もちろん現在の傾向が続けばそうなるという前提での話ですが、何か大きな変革が起きないと日本の地方はほぼ消滅するということです。
しかし大都市だけが栄えて万骨枯るということが現実にあり得るのでしょうか?
確かにお金を稼ぐのであれば金融関係とかIT分野が手っ取り早いし、モノを製造したりしないのでオフィスの快適な環境で仕事ができ、世界の大都市はほとんどこの方向に向かっています。つまり金にあかせて美味しいところだけを持って行っている感じでしょうか。
一方で都市機能を維持するためには、インフラの整備に始まって食料の確保、水や電気、消費財が湯水のごとく供給される環境が必要となります。都市にこの機能はなく、地方からの供給や輸入に頼っているのが現状です。
もしこの供給が滞ったら一体どうなるのか?
都会に住むことは不可能になるでしょう。
人口問題研究所が指摘するように地方の人口が減り続けたら、戦後の混乱期のようにまず自分たちの消費分を優先して、都会への食糧や消費財の供給はできなくなると思います。輸入分についてもすでに中国等に買い負けている状況が常態化する恐れがあり、近いうちに欲しいものが何でも手に入る時代は終わりを告げる可能性もあります。

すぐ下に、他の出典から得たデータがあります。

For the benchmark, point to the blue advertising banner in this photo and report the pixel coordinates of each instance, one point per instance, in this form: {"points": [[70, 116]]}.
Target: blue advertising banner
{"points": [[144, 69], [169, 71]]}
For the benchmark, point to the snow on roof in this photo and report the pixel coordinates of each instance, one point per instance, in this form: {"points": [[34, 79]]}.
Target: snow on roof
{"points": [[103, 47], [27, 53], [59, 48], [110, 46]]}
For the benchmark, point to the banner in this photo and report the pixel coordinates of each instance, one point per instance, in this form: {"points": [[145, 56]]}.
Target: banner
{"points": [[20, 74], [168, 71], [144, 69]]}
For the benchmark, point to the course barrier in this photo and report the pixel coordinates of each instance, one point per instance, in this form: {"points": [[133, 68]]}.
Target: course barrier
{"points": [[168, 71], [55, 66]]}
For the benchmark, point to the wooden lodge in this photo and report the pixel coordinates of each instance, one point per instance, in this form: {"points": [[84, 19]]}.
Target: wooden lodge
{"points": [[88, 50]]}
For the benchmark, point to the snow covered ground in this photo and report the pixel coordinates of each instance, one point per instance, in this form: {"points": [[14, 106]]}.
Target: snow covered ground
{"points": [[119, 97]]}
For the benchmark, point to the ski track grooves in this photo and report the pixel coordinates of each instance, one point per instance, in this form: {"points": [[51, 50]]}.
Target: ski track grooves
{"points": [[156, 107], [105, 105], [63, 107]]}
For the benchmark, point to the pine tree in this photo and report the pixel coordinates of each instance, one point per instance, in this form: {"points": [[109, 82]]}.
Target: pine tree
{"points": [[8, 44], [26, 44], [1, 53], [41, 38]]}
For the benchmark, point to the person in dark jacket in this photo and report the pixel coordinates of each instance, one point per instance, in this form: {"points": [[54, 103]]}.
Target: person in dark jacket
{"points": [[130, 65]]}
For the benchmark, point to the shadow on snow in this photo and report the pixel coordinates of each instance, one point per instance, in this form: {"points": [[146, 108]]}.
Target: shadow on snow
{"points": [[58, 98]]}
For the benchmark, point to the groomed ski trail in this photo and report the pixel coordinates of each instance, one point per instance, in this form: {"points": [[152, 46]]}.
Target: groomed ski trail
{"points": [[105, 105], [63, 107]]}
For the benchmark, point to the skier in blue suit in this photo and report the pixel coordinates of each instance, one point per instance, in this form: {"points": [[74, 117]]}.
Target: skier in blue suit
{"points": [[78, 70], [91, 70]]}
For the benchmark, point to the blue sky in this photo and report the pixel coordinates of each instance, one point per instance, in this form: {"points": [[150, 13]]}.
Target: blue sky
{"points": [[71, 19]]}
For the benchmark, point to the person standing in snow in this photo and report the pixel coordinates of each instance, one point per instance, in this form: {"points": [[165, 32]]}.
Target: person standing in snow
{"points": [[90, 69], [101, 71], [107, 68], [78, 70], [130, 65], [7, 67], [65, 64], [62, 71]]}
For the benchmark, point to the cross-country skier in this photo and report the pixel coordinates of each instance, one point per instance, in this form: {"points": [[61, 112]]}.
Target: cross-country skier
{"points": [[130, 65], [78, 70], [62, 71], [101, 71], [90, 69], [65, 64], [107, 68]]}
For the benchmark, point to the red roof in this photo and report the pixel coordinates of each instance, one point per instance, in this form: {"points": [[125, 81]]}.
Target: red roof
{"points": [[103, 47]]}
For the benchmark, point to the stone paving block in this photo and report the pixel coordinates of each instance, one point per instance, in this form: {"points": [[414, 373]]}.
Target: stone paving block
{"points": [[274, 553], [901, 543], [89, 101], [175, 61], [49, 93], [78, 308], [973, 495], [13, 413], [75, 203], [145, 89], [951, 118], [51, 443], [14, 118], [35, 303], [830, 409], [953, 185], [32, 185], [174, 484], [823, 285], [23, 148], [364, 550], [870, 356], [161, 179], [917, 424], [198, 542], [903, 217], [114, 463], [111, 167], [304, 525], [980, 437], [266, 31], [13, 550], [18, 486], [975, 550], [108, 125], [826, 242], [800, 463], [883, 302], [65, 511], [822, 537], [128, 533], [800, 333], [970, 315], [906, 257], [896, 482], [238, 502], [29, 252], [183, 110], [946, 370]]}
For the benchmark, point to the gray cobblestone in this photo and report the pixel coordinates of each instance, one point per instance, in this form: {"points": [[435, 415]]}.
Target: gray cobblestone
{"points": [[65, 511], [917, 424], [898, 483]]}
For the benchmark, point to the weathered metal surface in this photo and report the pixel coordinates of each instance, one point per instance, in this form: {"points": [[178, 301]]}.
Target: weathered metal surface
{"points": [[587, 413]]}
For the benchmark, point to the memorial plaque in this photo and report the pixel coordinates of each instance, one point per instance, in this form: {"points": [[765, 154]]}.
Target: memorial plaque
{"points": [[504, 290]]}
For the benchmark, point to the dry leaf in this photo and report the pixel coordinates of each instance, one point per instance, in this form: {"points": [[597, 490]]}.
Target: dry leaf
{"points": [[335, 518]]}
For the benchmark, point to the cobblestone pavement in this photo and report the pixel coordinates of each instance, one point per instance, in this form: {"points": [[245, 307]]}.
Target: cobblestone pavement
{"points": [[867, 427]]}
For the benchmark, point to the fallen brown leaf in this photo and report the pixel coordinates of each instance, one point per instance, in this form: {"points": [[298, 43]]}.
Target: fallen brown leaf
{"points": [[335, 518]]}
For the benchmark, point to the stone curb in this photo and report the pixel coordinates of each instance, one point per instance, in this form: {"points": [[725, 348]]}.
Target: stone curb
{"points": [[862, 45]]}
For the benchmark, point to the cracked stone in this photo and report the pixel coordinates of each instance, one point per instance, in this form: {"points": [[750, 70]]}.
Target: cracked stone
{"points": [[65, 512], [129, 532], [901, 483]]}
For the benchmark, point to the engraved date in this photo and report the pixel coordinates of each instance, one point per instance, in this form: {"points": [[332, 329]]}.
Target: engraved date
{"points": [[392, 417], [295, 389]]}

そうなると当然食料や消費財の価格が上昇して、流通も都会の業者が買いたたくのではなく、生産者側が価格決定権を持つようになるでしょう。
そして需要と供給の関係から価格が折り合う時、その価格は現在の2~3倍になるやも知れません。そうなると価値の逆流が起きるのでは?
つまり都会に集中していた富が地方に移動して、農業や漁業に従事する人が豊かになれる。
そうなって初めて地方の衰退が止まり、人口減少に歯止めがかかる。
即ち農産物や水産物などの価格を上げることによって初めて都会と地方のバランスがとれて共存共栄が可能になるのではないか。
これまでのように都会が一方的に搾取する構図が成立しない社会が訪れると感じます。
シンガポールなど都市国家は砂上の楼閣でしょう。